O relator da CPI dos Grupos de Extermínio já tem um dossiê que reúne casos de execução em Santo Antônio de Jesus, Camaçari e Paratinga (BA), Guarulhos e Ribeirão Preto (SP), Vitória (ES), Manaus (AM), interior do Pará, Minas Gerais e no entorno de Brasília. No Pará, continua impune o assassinato do sindicalista João Canuto, presidente do Sindicato dos Trabalhadores Rurais de Rio Maria. Na região metropolitana de Belo Horizonte, assaltantes como Evandro Ribeiro Soares, 18 anos, e Anderson Jhosé Alves Batista, 27, assassinados em julho, foram encontrados com as cabeças cortadas. Na periferia e região metropolitana de Salvador, casos de execução aumentaram 291%, com 46 assassinatos só este ano. “Eles instalaram uma justiça paralela, onde condenam, com tribunais extrajudiciais, com a presença de delegados e comerciantes”, aponta Luiz Couto. Oito em cada dez casos de execução têm o envolvimento de policiais civis ou militares.

“Temos que desmantelar isso de vez. Todo mundo sabe quem está matando, nome, patente, tudo. Não prendem porque não querem”, afirma o secretário Nacional de Direitos Humanos do Ministério da Justiça, Nilmário Miranda, que defende o envio de uma força-tarefa para o foco dos grupos de extermínio em Pernambuco. “O mais grave é que esses grupos têm a proteção de gente em todos os níveis do poder público, Executivo, Legislativo, Judiciário”, reconhece o delegado federal Rodney Rocha Miranda, secretário de Segurança Pública do Espírito Santo, que acaba de criar um Grupo de Combate à Impunidade no Estado para enfrentar o poder da Scuderie Le Coq e prepara um ranking dos 30 principais pistoleiros de Vitória, Vila Velha, Cariacica e Serra. A maioria dos 100 homicídios registrados por mês no Espírito Santo tem ligação com o crime organizado, como o assassinato, em março deste ano, do juiz Alexandre Martins de Castro Filho.

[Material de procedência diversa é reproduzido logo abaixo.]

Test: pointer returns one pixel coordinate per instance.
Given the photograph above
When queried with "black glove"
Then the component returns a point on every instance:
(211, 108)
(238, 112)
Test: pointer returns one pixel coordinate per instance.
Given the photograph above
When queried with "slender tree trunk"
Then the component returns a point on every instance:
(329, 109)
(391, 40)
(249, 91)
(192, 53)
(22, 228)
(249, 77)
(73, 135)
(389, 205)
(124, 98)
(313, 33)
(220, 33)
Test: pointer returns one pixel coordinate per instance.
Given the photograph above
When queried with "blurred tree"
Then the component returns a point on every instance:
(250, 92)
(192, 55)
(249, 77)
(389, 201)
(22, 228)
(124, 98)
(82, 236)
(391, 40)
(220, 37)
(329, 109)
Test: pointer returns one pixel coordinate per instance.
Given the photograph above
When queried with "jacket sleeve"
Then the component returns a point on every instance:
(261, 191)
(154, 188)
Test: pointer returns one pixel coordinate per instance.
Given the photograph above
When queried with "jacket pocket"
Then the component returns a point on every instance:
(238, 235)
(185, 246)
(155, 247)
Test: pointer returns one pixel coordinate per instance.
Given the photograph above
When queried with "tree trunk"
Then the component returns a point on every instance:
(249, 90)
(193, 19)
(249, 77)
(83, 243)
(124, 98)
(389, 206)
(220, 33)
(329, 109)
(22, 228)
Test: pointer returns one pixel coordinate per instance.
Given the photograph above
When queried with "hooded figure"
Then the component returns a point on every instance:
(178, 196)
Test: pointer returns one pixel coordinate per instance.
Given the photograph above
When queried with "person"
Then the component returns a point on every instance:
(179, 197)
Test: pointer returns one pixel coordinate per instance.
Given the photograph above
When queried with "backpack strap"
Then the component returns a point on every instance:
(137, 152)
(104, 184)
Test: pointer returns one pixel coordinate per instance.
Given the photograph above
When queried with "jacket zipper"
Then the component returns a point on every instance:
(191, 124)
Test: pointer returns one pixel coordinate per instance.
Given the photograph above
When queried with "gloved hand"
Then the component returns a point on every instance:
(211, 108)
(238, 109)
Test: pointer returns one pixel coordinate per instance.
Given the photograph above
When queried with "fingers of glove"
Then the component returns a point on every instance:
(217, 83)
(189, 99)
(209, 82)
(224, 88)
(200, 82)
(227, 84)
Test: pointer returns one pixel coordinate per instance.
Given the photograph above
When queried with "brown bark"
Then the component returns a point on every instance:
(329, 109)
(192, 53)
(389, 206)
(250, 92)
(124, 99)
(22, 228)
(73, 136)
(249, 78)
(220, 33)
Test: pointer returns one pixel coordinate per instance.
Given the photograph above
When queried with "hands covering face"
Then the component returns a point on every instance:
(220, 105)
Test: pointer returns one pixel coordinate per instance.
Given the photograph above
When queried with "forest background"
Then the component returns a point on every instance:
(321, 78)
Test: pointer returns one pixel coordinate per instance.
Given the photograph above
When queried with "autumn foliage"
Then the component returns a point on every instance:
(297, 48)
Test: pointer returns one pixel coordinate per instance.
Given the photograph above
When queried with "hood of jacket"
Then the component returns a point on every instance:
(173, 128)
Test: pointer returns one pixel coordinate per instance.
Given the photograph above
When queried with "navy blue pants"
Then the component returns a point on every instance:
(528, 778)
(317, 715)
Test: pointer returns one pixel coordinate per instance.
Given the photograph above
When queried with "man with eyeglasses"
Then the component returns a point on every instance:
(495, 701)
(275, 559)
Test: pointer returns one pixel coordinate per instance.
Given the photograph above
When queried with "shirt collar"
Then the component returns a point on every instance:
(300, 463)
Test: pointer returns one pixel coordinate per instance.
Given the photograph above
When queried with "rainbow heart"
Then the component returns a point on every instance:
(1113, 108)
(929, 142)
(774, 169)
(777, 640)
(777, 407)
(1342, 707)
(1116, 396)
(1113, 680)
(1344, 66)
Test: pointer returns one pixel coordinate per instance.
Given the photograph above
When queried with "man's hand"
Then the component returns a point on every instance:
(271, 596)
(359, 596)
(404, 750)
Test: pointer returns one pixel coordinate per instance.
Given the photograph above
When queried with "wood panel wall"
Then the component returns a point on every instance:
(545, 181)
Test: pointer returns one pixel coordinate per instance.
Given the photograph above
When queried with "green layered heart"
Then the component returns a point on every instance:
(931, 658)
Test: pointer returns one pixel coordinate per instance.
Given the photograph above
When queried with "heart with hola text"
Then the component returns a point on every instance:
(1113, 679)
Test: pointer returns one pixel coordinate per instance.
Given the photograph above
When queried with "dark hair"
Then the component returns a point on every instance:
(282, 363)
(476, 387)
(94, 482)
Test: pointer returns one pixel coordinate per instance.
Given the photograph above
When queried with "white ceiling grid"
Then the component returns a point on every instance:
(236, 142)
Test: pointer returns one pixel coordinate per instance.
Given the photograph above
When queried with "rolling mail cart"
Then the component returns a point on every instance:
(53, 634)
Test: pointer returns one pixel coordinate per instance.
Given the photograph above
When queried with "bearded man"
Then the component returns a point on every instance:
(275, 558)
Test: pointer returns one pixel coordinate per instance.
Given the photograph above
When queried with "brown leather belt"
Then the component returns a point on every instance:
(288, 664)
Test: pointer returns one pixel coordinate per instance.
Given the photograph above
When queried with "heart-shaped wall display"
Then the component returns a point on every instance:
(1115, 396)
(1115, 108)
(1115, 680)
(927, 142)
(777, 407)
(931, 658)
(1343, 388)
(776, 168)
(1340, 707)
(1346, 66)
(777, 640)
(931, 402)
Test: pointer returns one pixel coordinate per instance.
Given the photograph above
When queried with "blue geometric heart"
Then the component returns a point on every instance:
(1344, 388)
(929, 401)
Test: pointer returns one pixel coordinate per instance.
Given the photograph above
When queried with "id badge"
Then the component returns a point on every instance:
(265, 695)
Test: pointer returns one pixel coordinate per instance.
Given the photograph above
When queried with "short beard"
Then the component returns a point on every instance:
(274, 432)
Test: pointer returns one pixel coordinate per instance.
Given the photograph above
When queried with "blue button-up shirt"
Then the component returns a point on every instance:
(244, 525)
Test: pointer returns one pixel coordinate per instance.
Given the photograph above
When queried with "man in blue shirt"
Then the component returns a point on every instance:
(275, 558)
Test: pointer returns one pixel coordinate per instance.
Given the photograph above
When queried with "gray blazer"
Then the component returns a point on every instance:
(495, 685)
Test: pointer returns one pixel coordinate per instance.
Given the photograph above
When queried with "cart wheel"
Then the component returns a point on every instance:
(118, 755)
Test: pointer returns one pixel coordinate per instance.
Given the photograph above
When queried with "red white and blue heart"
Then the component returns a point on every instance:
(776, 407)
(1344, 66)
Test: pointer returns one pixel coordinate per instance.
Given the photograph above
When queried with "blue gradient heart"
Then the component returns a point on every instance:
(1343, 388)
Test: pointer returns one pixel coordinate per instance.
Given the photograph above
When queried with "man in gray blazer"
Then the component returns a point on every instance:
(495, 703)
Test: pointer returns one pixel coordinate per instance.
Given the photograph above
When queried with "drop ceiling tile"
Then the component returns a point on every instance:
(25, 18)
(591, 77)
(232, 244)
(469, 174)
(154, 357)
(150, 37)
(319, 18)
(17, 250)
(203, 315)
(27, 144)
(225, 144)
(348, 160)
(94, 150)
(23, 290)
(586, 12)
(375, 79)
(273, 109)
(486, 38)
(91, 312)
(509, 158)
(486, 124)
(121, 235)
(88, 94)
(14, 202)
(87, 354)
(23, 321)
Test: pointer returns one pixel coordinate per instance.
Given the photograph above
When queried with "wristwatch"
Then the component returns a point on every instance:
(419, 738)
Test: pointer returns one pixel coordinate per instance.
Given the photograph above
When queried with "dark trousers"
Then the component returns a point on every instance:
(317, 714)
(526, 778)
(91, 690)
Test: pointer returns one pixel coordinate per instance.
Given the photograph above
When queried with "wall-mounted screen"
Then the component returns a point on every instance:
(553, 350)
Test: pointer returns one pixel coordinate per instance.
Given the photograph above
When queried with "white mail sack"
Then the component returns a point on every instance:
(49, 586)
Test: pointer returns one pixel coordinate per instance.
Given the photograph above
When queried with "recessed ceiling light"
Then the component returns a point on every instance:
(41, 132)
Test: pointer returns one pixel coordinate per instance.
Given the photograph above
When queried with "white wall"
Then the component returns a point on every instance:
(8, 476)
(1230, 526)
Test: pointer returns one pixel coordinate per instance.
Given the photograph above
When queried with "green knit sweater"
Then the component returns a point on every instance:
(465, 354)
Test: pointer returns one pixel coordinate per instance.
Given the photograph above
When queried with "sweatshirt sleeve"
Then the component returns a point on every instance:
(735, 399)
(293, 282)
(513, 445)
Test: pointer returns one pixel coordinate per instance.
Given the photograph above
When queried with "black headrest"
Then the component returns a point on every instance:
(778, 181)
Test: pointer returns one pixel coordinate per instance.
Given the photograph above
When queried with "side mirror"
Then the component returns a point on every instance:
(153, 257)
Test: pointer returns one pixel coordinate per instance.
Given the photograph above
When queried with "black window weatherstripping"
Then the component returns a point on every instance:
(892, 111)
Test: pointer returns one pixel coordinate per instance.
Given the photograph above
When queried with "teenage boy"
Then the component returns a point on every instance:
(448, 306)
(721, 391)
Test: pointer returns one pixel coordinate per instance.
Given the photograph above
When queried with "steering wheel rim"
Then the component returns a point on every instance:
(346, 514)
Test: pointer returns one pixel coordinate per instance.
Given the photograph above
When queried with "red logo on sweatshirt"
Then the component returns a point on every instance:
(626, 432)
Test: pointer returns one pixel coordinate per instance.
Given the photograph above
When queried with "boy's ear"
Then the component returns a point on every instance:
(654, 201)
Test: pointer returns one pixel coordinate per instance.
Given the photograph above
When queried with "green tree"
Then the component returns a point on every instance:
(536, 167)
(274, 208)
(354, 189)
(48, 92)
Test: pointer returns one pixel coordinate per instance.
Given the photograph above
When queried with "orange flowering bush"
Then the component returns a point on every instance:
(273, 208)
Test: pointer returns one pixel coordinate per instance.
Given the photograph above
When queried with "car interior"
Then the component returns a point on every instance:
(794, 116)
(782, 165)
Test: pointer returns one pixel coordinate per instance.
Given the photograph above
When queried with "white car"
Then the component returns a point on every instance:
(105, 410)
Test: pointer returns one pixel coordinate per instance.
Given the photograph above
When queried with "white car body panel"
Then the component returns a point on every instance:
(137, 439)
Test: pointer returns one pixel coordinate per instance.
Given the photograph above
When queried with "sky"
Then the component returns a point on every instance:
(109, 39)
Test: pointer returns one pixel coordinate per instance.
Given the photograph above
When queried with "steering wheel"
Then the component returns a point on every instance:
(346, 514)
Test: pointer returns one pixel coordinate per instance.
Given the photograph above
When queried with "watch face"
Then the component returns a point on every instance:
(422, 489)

O relatório “Execuções Sumárias no Brasil”, da ONG Justiça Global, seleciona 349 execuções entre 1997 e 2003, concluindo que existe
no País um sistema de “extermínio e opressão perpetrado diariamente, direta ou indiretamente, por agentes do Estado”. “O envolvimento de policiais no extermínio de populações pobres é gravíssimo“, diz Sandra Carvalho, diretora da Justiça Global. Outro relatório, do Núcleo de Estudos da Violência da USP, denuncia o extermínio sistemático de jovens de 16 a 24 anos, homens pobres e moradores das periferias. Em São Paulo, entre 2001 e 2003, foram identificados 21 casos de atuação de grupos de extermínio, com 50 mortes. Em bairros como Jardim Presidente Dutra, em Guarulhos, seis testemunhas e parentes de pessoas assassinadas vêm sofrendo ameaças de policiais-exterminadores. Hoje, 550 pessoas vivem no País sob a guarda do Programa de Proteção às Testemunhas, 130 em São Paulo. Metade dos protegidos é de sobreviventes ou testemunhas. Em São Paulo, a corregedoria da PM recebeu 362 denúncias contra policiais em 2000 e 543 este ano. No Rio de Janeiro, a Corregedoria Geral Unificada, que acolhe denúncias contra policiais, recebeu 130 denúncias em 2000, quando foi criada, e 600 este ano. “Estamos tentando romper uma tradição de brutalidade e violência policial”, explica o secretário de Direitos Humanos do Rio, João Luís Duboc Pinaud. Numa lógica inversa à do ex-secretário de Segurança do Rio, general Newton Cerqueira, que premiava quem matasse mais, o governo do Rio decidiu instituir uma premiação para os policiais que tiverem a
ficha limpa de execuções e torturas.